Iron-mediated inhibition of H⁺-ATPase in plasma membrane vesicles isolated from wheat roots

Abstract:

The mechanisms of iron-mediated inhibition of the H⁺-ATPase activity of plasma membrane (PM) vesicles isolated from wheat roots were investigated. Both FeSO₄ and FeCl₃ significantly inhibited PM H⁺-ATPase activity, and the inhibition could be reversed by the addition of the metal ion chelator EDTA-Na₂ or a specific Fe²⁺ chelator, indicating that the inhibitory effect was due to specific action of Fe²⁺ or Fe³⁺. Measurement of the extent of lipid peroxidation showed that oxidative damage on the PM caused by Fe²⁺ or Fe³⁺ seemed to be correlated with the inhibition of PM H⁺-ATPase activity.

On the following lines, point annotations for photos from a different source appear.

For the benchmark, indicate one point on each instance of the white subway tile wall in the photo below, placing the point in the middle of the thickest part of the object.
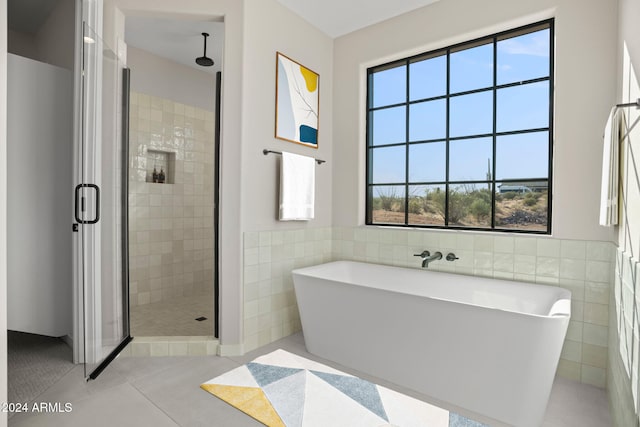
(270, 308)
(584, 267)
(170, 225)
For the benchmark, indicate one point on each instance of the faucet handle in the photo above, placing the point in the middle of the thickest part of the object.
(451, 256)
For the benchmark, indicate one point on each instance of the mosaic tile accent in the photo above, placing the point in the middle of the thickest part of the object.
(308, 393)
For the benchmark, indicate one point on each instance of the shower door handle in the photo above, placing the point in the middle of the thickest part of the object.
(80, 204)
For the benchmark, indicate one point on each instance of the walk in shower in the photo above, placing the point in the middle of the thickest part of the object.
(171, 225)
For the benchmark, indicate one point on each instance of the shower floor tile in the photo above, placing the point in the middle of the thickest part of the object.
(174, 318)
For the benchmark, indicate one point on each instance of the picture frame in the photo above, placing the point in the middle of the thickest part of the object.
(297, 102)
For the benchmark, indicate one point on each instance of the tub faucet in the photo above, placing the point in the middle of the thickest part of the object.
(427, 257)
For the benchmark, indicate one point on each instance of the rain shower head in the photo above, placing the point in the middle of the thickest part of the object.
(204, 60)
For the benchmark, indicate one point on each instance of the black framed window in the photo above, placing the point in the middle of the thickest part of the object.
(461, 137)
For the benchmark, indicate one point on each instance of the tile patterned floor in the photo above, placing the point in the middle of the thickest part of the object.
(164, 391)
(174, 318)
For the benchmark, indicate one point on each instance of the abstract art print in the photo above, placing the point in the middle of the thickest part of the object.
(297, 102)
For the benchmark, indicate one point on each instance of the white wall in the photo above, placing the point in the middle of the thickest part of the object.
(270, 27)
(39, 195)
(157, 76)
(232, 127)
(584, 92)
(3, 211)
(273, 248)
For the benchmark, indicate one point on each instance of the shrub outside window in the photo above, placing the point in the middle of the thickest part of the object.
(461, 137)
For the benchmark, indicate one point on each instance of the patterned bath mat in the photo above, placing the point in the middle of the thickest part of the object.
(283, 389)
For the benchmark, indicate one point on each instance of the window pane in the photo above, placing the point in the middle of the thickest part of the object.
(428, 78)
(389, 126)
(388, 165)
(388, 204)
(523, 107)
(522, 156)
(471, 114)
(470, 205)
(470, 159)
(471, 69)
(428, 120)
(426, 204)
(524, 57)
(427, 162)
(389, 86)
(522, 205)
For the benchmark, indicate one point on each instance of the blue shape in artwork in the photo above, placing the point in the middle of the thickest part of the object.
(456, 420)
(266, 374)
(308, 134)
(362, 391)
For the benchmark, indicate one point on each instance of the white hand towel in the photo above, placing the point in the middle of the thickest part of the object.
(297, 187)
(610, 168)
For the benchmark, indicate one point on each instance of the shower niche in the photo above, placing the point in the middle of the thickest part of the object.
(161, 167)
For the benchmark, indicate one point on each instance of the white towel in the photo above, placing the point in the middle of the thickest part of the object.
(297, 187)
(610, 168)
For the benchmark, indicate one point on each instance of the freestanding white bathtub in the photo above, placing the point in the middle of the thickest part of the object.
(489, 346)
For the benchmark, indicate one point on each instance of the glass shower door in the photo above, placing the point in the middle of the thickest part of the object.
(101, 206)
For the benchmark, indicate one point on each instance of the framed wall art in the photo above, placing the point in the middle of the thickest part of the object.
(297, 102)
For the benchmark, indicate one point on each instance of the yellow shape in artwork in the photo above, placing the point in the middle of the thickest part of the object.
(310, 78)
(250, 400)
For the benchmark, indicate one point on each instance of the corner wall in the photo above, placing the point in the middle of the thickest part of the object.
(624, 331)
(232, 136)
(3, 212)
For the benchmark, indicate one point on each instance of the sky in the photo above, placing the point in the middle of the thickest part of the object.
(518, 108)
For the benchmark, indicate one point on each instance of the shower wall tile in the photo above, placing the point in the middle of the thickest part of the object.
(171, 224)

However, prevention of lipid peroxidation with butylated hydroxytoluene did not affect iron-mediated inhibition in the PM H⁺-ATPase, suggesting that the inhibition of the PM H⁺-ATPase was not a consequence of lipid peroxidation caused by iron. Investigation of the effects of various reactive oxygen species scavengers on the iron-mediated inhibition of H⁺-ATPase activity indicated that hydroxyl radicals (*OH) and hydrogen peroxide (H₂O₂) might be involved in the Fe²⁺-mediated decrease in PM H⁺-ATPase activity. Moreover, iron caused a decrease in plasma protein thiol (P-SH), and Fe³⁺ brought a higher degree of oxidation in thiol groups than Fe²⁺ at the same concentration. Modification of the thiol redox state in the PM suggested that reducing thiol groups were essential to maintain PM H⁺-ATPase activity. Incubation of the specific thiol modification reagent 5,5-dithio-bis(2-nitrobenzoic acid) with the rightside-out and inside-out PM revealed that thiol oxidation occurred at the apoplast side of the PM. Western blotting analysis revealed a decrease in H⁺-ATPase content caused by iron. Taken together, these results suggested that thiol oxidation might account for the inhibition of PM H⁺-ATPase caused by iron, and that *OH and H₂O₂ were also involved in Fe²⁺-mediated inhibition.